The input of SLIViT is a 3D volume of N frames of size H × W. (1) The frames of the volume are resized and vertically tiled into an ‘elongated image’. (2) The elongated image is fed into a ConvNeXt-based feature-map extractor that was pre-trained on both natural and biomedical 2D labelled images. (3) An 8N × 8 × 768 (3D) feature map is extracted and partitioned into N patches of size 8 × 8 × 768, each (roughly) representing features extracted from the corresponding original frame. (4) Patches are fed into a ViT-based feature-map integrator followed by a fully connected layer that outputs the prediction for the task in question (see Methods for further details).

Fig. 2 |. Overview of SLIViT’s performance across 3D imaging modalities.

The performance scores in four different volumetric-biomedical-imaging learning tasks: eye-disease biomarker diagnosis in 3D OCT scans (classification), heart-function analysis in ultrasound (US) videos (regression), liver fat level imputation in volumetric MRI scans (regression) and lung malignant cell-aggregation screening in 3D CT scans (classification). The domain-specific methods (hatched) used are SLIVER-net, EchoNet, 3D ResNet and UniMiSS for OCT, ultrasound, MRI and CT, respectively. The cross-modality benchmarking used are 3D ResNet and UniMiSS, which are (fully) supervised-based and self-supervised-based, respectively (see relevant experiment’s section for additional benchmarking). The expected R² and ROC AUC of a random model are 0 and 0.5, respectively. Box plot whiskers represent a 90% CI.

Fig. 3 |. Performance comparison on four tasks of AMD-biomarker classification when trained on less than 700 OCT volumes.

The ROC AUC scores of SLIViT, SLIVER-net, 3D ResNet, 3D ViT and UniMiSS on four binary classification problems of AMD high-risk factors (DV, IHRF, SDD and hDC) in two independent 3D OCT datasets. Left: the performance when trained and tested on the Houston Dataset (Supplementary Table 1). Right: the performance when trained on the Houston Dataset and tested on the SLIVER-net Dataset (Supplementary Table 2). The expected performance of a random model is 0.5. Box plot whiskers represent a 90% CI.

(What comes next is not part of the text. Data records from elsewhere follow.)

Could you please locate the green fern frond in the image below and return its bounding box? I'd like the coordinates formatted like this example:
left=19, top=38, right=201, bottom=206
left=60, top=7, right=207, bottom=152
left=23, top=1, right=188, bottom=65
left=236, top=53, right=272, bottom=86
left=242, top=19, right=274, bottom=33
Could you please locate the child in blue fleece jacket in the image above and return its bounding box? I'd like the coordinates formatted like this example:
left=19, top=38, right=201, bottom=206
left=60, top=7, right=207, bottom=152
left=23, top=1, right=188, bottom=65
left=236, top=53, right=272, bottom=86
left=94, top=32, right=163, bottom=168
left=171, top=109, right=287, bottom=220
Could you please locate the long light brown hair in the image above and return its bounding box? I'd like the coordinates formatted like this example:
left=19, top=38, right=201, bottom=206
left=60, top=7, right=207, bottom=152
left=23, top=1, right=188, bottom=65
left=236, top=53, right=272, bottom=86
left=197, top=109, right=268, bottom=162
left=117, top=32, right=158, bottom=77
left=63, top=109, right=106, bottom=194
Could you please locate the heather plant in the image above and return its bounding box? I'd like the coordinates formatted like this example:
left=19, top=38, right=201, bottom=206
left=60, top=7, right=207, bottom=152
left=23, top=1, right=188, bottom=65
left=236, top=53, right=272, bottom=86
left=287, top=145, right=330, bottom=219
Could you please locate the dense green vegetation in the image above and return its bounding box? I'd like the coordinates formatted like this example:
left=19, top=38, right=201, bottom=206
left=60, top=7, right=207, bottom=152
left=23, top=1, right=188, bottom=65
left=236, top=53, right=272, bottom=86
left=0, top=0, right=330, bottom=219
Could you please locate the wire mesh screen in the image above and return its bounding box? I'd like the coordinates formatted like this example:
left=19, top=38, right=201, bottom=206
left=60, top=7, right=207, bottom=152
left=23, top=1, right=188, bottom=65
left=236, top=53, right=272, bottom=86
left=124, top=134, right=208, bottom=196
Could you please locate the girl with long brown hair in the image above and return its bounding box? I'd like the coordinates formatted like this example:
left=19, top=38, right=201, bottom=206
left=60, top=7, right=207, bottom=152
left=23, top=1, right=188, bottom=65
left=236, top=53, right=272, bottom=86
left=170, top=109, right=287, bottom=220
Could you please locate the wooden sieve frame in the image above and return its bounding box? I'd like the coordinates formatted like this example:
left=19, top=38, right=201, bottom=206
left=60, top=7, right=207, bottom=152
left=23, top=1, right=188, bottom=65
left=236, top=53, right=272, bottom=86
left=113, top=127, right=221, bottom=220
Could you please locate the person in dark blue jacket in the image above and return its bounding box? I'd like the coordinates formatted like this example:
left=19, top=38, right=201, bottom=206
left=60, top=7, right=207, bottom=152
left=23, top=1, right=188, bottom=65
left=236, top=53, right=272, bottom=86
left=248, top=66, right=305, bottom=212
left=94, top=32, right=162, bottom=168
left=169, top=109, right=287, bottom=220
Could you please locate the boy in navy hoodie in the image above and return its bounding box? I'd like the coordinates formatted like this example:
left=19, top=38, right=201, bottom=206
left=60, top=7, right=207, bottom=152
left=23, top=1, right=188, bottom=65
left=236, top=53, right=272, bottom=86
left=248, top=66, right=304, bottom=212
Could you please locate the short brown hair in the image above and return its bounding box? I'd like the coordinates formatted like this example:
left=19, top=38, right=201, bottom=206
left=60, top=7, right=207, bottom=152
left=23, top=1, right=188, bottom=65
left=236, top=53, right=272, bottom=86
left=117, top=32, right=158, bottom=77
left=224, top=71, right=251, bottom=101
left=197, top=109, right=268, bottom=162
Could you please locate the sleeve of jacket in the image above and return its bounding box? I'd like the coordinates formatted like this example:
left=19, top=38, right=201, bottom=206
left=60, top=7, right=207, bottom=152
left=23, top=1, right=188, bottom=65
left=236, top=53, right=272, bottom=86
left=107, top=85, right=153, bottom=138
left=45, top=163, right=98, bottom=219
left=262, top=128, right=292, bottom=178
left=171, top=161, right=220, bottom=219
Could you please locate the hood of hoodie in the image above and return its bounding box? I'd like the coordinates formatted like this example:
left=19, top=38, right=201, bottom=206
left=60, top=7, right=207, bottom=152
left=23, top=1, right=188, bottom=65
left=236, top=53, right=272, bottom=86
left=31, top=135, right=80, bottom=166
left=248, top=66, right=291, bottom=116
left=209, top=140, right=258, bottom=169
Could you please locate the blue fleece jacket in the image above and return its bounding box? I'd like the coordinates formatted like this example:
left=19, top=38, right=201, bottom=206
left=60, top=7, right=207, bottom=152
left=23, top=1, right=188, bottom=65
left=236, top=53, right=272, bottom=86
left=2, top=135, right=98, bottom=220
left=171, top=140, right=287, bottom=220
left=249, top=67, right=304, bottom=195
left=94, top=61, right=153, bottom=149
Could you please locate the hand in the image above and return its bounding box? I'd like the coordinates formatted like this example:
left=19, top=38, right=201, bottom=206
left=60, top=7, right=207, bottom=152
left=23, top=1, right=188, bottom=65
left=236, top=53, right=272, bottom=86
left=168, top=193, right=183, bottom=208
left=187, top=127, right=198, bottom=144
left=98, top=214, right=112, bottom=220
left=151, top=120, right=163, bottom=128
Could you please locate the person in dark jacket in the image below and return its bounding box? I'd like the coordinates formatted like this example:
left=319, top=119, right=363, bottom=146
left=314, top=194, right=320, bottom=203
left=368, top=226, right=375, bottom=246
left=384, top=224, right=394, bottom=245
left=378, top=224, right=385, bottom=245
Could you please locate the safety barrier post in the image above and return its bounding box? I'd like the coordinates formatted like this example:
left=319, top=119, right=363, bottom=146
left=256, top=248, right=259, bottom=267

Fig. 4 |. Performance comparison on cardiac function prediction tasks when trained on echocardiograms.

The R² scores of SLIViT, 3D ResNet, EchoNet and UniMiSS on heart ejection fraction prediction. Several SLIViT models were trained, each on a different-sized training subset (sampled from the original training set). The x axis shows the sampled subset size (in percentage) used for training, where 100% corresponds to the original training set. Box plot whiskers represent a 90% CI. It is worth noting that SLIViT, when trained on 25% (n = 1,866) of the original training set, obtained similar accuracy as the other examined methods trained on 100% (n = 7,465) of the original training set.

Fig. 5 |. SLIViT’s performance compared with manual assessment by retina clinical specialists.

The ROC curves (blue) of SLIViT trained to predict four AMD high-risk biomarkers (DV, IHRF, SDD and hDC) using less than 700 OCT volumes (Houston Dataset) and tested on an independent dataset (Pasadena Dataset). In each panel, the light-blue shaded area represents a 90% CI for SLIViT’s performance, and the red dot represents the clinical specialists’ average performance. The green asterisks correspond to the clinical specialists’ manual assessments. Two of the clinical specialists obtained the exact same performance score for IHRF classification. TPR, true positive rate; FPR, false positive rate.